For our family, watching It’s a Wonderful Life every holiday season is a cherished Christmas tradition. The timeless tale of a discouraged George Bailey who, with the help of his guardian angel finally becomes aware of what is truly important in life has touched many, it is easy to see why it has won a Golden Globe award, and is still a favorite classic 70 years later.




The setting of It’s a Wonderful Life which was produced by Frank Capra is just as significant as the characters. The small picturesque village with streets lined with large Victorian houses during Christmas in the 1940’s provided the perfect backdrop to the movie. While Mr. Capra never publically acknowledged that Seneca Falls is the Real Bedford Falls, the similarities and are hard to deny.  Mr. Capra set Bedford Falls in New York State. Rochester, Buffalo, and Elmira are all mentioned in the movie and referenced as being fairly close. All three of these locations are an easy drive from Seneca Falls. And then there’s the Bridge Street Bridge, it is almost identical to the steel truss bridge in the pivotal scene when George is at his most desperate state.  Even though there is very little in the way of hard evidence to support the claim that Seneca Falls was the inspiration for Bedford Falls, any fan of the film will know it instantly the first time they visit, and Seneca Falls has wholeheartedly embraced this sentiment.

This year marks the 20th Anniversary of the “It’s a Wonderful Life Festival” and the small village is pulling out all the stops. The  three of the four surviving “Bailey children” — Karolyn Grimes (Zuzu), Carol Coombs-Mueller (Janie) and Jimmy Hawkins (Tommy) are in town. My husband and I were at the opening press conference, and the atmosphere was that more of a homecoming, for both the actors who are now in their 70’s and the locals who seem to have embraced the “Bailey Kids” as misplaced Seneca Falls natives. Grimes, Mueller, and Hawkins all agree there is something special about Seneca Falls.

““When I came around the corner and saw Main Street, I gasped and said, ‘This is Bedford Falls!’”

 ~Karolyn Grimes


The It’s a Wonderful Life Festival runs through Sunday evening with events planned all weekend. The small town has attracted large crowds and visitors from across the nation. We met a nice couple from Wisconsin, a woman from Indiana, and a family from Ohio at the cake cutting reception.
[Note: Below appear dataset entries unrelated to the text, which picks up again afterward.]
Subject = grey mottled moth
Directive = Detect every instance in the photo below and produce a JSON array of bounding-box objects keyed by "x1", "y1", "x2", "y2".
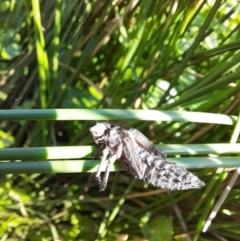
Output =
[{"x1": 90, "y1": 122, "x2": 205, "y2": 191}]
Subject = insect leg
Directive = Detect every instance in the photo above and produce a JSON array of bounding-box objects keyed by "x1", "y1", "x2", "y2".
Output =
[
  {"x1": 99, "y1": 155, "x2": 117, "y2": 191},
  {"x1": 95, "y1": 148, "x2": 109, "y2": 182}
]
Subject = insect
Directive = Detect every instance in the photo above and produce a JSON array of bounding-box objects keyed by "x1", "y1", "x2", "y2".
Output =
[{"x1": 90, "y1": 122, "x2": 205, "y2": 191}]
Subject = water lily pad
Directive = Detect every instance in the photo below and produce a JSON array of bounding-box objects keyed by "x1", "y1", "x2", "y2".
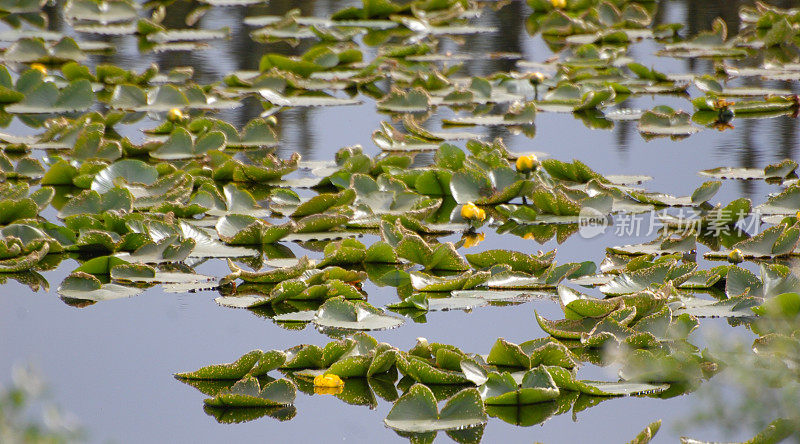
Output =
[
  {"x1": 313, "y1": 297, "x2": 405, "y2": 330},
  {"x1": 58, "y1": 271, "x2": 142, "y2": 302},
  {"x1": 204, "y1": 376, "x2": 297, "y2": 407},
  {"x1": 384, "y1": 384, "x2": 486, "y2": 433}
]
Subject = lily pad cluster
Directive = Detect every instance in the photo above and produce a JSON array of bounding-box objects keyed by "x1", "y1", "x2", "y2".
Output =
[{"x1": 0, "y1": 0, "x2": 800, "y2": 442}]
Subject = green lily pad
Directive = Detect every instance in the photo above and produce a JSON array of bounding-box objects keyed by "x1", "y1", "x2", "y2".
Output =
[{"x1": 384, "y1": 384, "x2": 486, "y2": 433}]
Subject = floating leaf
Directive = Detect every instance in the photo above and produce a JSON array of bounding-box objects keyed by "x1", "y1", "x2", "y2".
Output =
[{"x1": 384, "y1": 384, "x2": 486, "y2": 433}]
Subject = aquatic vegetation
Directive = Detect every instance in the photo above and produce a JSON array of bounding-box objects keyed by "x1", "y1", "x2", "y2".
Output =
[{"x1": 0, "y1": 0, "x2": 800, "y2": 443}]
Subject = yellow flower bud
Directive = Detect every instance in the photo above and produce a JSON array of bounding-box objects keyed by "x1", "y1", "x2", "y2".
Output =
[
  {"x1": 462, "y1": 233, "x2": 486, "y2": 248},
  {"x1": 314, "y1": 386, "x2": 344, "y2": 395},
  {"x1": 167, "y1": 108, "x2": 184, "y2": 122},
  {"x1": 728, "y1": 248, "x2": 744, "y2": 264},
  {"x1": 314, "y1": 373, "x2": 344, "y2": 388},
  {"x1": 461, "y1": 202, "x2": 486, "y2": 221},
  {"x1": 517, "y1": 154, "x2": 539, "y2": 173},
  {"x1": 31, "y1": 63, "x2": 47, "y2": 76}
]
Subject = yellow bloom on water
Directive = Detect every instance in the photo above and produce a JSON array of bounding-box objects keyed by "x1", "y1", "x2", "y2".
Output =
[
  {"x1": 728, "y1": 248, "x2": 744, "y2": 264},
  {"x1": 461, "y1": 202, "x2": 486, "y2": 221},
  {"x1": 517, "y1": 154, "x2": 539, "y2": 173},
  {"x1": 314, "y1": 386, "x2": 344, "y2": 395},
  {"x1": 167, "y1": 108, "x2": 183, "y2": 122},
  {"x1": 314, "y1": 373, "x2": 344, "y2": 388},
  {"x1": 31, "y1": 63, "x2": 47, "y2": 76},
  {"x1": 462, "y1": 233, "x2": 486, "y2": 248}
]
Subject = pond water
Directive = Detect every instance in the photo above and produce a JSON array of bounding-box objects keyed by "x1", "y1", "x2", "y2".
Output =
[{"x1": 0, "y1": 0, "x2": 798, "y2": 442}]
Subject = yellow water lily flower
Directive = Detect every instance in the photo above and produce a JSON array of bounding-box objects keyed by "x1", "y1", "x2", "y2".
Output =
[
  {"x1": 517, "y1": 154, "x2": 539, "y2": 173},
  {"x1": 314, "y1": 373, "x2": 344, "y2": 388},
  {"x1": 461, "y1": 202, "x2": 486, "y2": 221},
  {"x1": 167, "y1": 108, "x2": 184, "y2": 122},
  {"x1": 31, "y1": 63, "x2": 47, "y2": 76},
  {"x1": 314, "y1": 386, "x2": 344, "y2": 395},
  {"x1": 728, "y1": 248, "x2": 744, "y2": 264},
  {"x1": 462, "y1": 233, "x2": 486, "y2": 248}
]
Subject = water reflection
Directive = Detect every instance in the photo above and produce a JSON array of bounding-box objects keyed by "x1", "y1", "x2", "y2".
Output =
[{"x1": 3, "y1": 1, "x2": 797, "y2": 441}]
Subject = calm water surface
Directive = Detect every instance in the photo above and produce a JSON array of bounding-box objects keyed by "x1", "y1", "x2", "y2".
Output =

If you are in town for the festivities or thinking about taking a drive out this is definitely a worthwhile getaway.


While in Seneca Falls

If you find yourself in-between events during the festival there are plenty of other things to see and do in the area.


Grab a bite to eat 

It was cold and windy when we were there and the forecast looks like more of the same, a hot bowl of soup and sandwich from Sauder’s sure hit the spot for our lunch, you can also get groceries, snacks or peruse the massive amount of bulk foods.  If you are feeling a swankier the Gould has a nice beautiful restaurant. Cafe XIX is a local favorite serving up  reasonably priced soup, salads, and sandwiches.

 Where to Stay

My top picks for lodging (based on historical interest, atmosphere, and ideally located for activities):

National Brand Hotels in Seneca Falls

Depending on the availability of rooms in Seneca Falls it may also be worthwhile to check out lodging in Geneva (about 15 minutes away)


Woman’s Rights

The first convention for Woman’s Rights was held in Seneca Falls in 1848. You can visit the convention site, at the Wesleyan Chapel, within walking distance is the National Woman’s Hall of Fame and the Women’s Rights National Historical Park, all are interesting sites of historical importance, worthy of a visit.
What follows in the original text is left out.